Home » Over-development leads to growing expat disillusionment with Spain

Over-development leads to growing expat disillusionment with Spain

Expatriates who have moved to Spain, many of them retirees, are growing disillusioned with over-development, insufficient services, a rising cost of living, and fewer, more expensive flights, reports the Spanish daily ‘El Pais’.

The British residing on the Costa Blanca are said to use the following phrase to sum up the situation in the area: “First world prices, third world services, underworld practices.”

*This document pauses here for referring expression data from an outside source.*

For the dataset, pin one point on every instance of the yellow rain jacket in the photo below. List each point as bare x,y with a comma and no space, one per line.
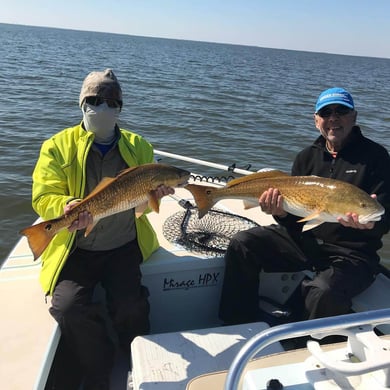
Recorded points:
60,176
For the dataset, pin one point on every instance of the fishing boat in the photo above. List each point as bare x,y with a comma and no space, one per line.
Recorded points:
188,347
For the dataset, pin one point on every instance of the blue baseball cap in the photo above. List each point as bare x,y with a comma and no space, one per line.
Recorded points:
334,96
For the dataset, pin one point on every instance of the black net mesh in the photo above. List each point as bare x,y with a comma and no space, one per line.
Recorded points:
209,235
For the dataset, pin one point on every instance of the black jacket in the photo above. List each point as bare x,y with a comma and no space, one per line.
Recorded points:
363,163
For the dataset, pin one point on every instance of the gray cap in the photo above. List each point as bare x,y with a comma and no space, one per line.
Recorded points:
103,84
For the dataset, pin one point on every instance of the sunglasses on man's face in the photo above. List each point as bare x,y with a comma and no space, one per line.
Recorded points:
97,101
340,110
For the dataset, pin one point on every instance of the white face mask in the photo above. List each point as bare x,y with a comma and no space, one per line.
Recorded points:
101,120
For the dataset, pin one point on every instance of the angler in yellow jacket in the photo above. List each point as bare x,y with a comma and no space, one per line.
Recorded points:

“There has been too much construction, many people wish to sell up but can’t, and people are afraid of buying in case they are swindled,” Charles Svoboda, a Canadian living in Benissa, in the Marina Alta (North Alicante) region of the Valencian Community, told El Pais. Svoboda, 67, a retired diplomat from Ottawa, is one of the founders of the ‘Abusos Urbanisticos No’ association that defends the rights of property owners against developers and the government.

Much of the dissatisfaction is found Valencia’s Alicante province, on the Costa Blanca, where many retired expat pensioners live. According to figures provided by El Pais, a third of all retired expats (over 65) living in Spain have made Alicante their home. Within Alicante, Torrevieja is the town with the biggest community of retired expats.

The article quotes Gerard Peret, a Swiss who bought a home in 1990 in Orihuela Costa.

“…we used to love it, but now it has all changed because of excessive, out of control development, everywhere has been built up, and there are so many people.”

“The most difficult thing on this urbanisation is to find someone who speaks Spanish,” says George Hammer, a 73 year old German living in the same area.

“We’ve been coming here for summer holidays for 20 years, the coast was very beautiful, but now they have over built everywhere,” complains Sandro Marteli, an Italian who retired to Orihuela 2 years ago.

But whilst developers and town halls have set about covering the coast in concrete for residential developments, the provision of services has been largely ignored, complain the expat retirees. There is a lack of basic services such as doctors, leisure and sports centres, and old homes. “I have to go to Torrevieja, a drive of 32 kilometres, to play sports, because there is nothing here,” says Peter Knipp, from Switzerland, who lives with his wife in Orihuela.

El Pais also reports that sales to expats in the region fell by 50% in the first quarter compared to last year.

The head of a local developers association blames part of the fall in expat demand on “sensationalist and misinformed” international press coverage of Spanish urban planning laws.